University of California-Santa Cruz Banana Slugs
As long as we’re talking insects and creepy-crawlies, we should mention the good folks from UC-Santa Cruz. While the higher-ups suggest that the banana slug (actually a mollusk) is revered for its contemplation, flexibility, non-aggressiveness and, perhaps above all, an iconoclastic challenge toward the status quo, the students who demanded that the Slug be the official mascot in 1986, probably had ulterior motives.
The students met with much resistance from the Chancellor at the time (who had named a Sea Lion to be the mascot), but could not be deterred. They raised money, held press conferences and even went on Dave Letterman’s popular late night show in an effort to garner support for their movement (slow as it may have been with a slug).
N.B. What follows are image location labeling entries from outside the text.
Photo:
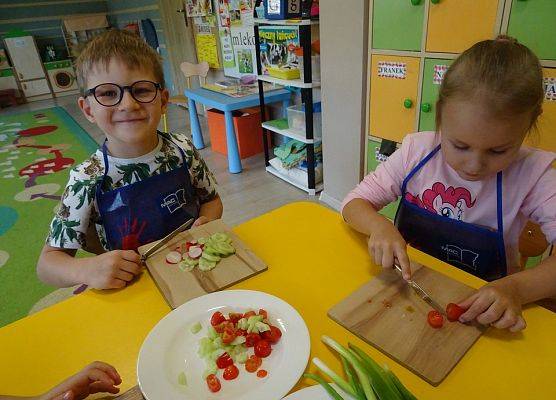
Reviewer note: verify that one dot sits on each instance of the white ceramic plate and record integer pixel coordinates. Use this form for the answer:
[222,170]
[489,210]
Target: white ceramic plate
[316,392]
[171,348]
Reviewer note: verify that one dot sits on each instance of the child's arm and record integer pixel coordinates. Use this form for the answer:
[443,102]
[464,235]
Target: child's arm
[97,377]
[210,210]
[111,270]
[385,241]
[499,303]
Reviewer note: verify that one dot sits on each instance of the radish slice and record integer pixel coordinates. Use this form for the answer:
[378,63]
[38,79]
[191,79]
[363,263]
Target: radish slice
[195,252]
[173,257]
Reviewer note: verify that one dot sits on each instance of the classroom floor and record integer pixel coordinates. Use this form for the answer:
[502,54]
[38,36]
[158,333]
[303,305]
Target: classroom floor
[245,196]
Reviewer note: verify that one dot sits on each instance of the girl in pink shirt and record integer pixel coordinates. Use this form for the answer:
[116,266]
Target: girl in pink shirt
[468,190]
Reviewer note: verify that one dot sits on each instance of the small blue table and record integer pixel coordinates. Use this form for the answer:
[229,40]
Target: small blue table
[227,104]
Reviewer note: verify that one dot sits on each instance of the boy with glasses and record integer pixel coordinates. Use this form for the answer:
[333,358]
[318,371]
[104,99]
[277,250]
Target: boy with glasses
[139,186]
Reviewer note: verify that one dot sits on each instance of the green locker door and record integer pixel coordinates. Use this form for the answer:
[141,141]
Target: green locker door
[533,23]
[398,24]
[432,77]
[373,147]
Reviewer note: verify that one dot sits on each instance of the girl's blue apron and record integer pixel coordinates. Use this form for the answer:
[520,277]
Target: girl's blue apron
[147,210]
[472,248]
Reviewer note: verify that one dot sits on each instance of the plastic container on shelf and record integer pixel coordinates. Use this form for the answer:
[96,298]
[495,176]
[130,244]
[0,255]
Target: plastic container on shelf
[247,123]
[296,119]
In the end, the Student Body held a vote and the Banana Slug ousted the Sea Lion by a 15 – 1 margin. Long live the Banana Slug
Presbyterian College Blue Hose
The school’s website proudly proclaims, “A Blue Hose is a fierce Scottish warrior. If you have ever seen the movie Braveheart, you have seen a true Blue Hose.”
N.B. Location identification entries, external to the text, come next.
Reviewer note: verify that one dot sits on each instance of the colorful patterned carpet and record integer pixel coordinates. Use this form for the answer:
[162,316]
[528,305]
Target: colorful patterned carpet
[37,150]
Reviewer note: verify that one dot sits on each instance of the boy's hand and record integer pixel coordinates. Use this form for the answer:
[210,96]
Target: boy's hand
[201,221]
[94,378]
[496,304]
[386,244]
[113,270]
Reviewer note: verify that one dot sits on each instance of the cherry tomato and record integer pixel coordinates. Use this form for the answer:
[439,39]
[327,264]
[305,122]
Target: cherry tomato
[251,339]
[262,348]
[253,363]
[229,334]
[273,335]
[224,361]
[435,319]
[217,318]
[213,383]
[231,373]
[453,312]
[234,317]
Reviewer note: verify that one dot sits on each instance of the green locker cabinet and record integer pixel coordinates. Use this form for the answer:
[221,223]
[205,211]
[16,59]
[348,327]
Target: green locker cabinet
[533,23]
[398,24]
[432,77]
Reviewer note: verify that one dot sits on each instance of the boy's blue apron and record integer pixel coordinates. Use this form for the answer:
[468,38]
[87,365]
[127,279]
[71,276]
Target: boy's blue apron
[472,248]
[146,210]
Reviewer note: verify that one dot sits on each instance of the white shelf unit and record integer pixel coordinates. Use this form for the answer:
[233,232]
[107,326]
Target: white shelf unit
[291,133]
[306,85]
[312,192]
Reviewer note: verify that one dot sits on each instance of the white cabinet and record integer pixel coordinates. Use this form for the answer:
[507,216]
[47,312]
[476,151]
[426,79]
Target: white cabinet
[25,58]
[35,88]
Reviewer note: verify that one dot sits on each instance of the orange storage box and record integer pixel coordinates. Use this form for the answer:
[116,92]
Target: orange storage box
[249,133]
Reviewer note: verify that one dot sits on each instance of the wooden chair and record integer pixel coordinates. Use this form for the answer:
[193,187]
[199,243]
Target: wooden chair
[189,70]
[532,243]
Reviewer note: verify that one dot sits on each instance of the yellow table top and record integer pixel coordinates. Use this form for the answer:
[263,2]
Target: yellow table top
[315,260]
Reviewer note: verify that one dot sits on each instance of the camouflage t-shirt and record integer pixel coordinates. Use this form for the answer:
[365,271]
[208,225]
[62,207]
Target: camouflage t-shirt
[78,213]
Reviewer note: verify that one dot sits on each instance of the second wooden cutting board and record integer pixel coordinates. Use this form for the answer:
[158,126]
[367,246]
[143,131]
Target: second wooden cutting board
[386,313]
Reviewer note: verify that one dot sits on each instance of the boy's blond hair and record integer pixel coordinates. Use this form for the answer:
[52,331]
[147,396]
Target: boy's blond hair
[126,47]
That may be the case, but odds are that the team got their moniker in a slightly more mundane manner.
Walter Johnson, one of the College’s first athletic directors wrote the following, “It was about the sec¬ond or third year, 1915, if I remember right, Stockings. I think it happened this way: I changed uniform colors to blue, wearing blue stockings and jerseys, and some sports writer started calling in his articles the Presbyterian College teams the Blue Stockings.”
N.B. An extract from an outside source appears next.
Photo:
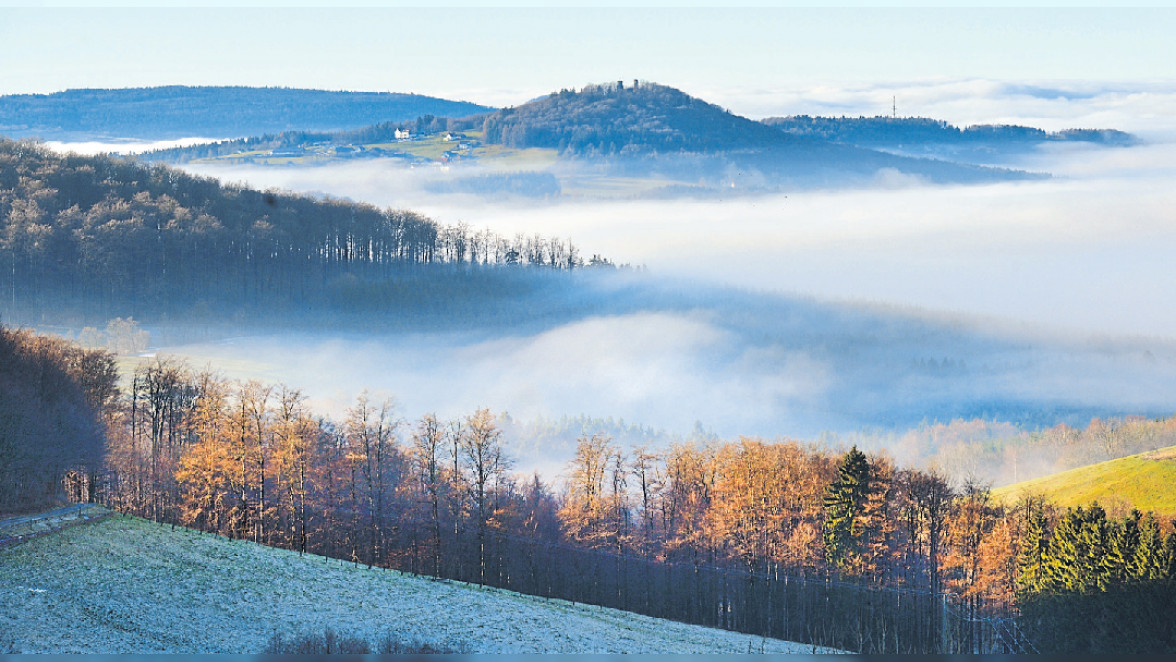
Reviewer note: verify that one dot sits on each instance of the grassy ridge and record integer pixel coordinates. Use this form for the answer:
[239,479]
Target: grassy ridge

So, just like the Red Sox and the White Sox in baseball, the Blue Hose were known simply by the color of their hosiery all thanks to a bored sports writer.
Campbell University Fighting Camels
According to a well-researched documentary on the University, the nickname’s origin perhaps stretches back to the turn of the century. It is said that a large fire engulfed a number of the school’s original buildings and threatened to sink the hopes and dreams of the University’s founder, Dr. James Archibald Campbell. Well, in the aftermath, Z.T. Kivett, a prosperous landowner and contractor in the area, visited the school’s founder, seeking to encourage him.
As Dr. Campbell bemoaned the fate of the institution he had worked 13 years to build, Mr. Kivett said, “Your name’s Campbell; then get a hump on you! We’ve got work to do.” Dr. Campbell thought that Mr. Kivett said, “You’re a camel, get a hump on you.” Well, the buildings were rebuilt and the Campbell Camels were born out of the wreckage. I wonder if they have a contract with Gatorade or if they have to drink good ol’ Buies Creek water at all their games.
Webster University Gorloks
Mythical creatures are not uncommon as mascots. Canisius has their Golden Griffin, Depaul has their Blue Demon, and Wisconsin-Green Bay has their Phoenix, but tiny Webster University in St. Louis has perhaps the oddest mythical creature of all. The Gorlok is reported to have the paws of a speeding cheetah, the horns of a fierce buffalo and the face of a dependable Saint Bernard. Oh, and it doesn’t hearken back to any ancient mythology at all. It goes back to 1984 and a campus competition to name a new mascot.
The name “Gorlok” was actually derived from the combination of two streets that intersect in the heart of “Old Webster,” Gore and Lockwood avenues. Hence, the “Gorlok”. After much research, it appears that this is the one and only instance that a mascot derived its name from an intersection.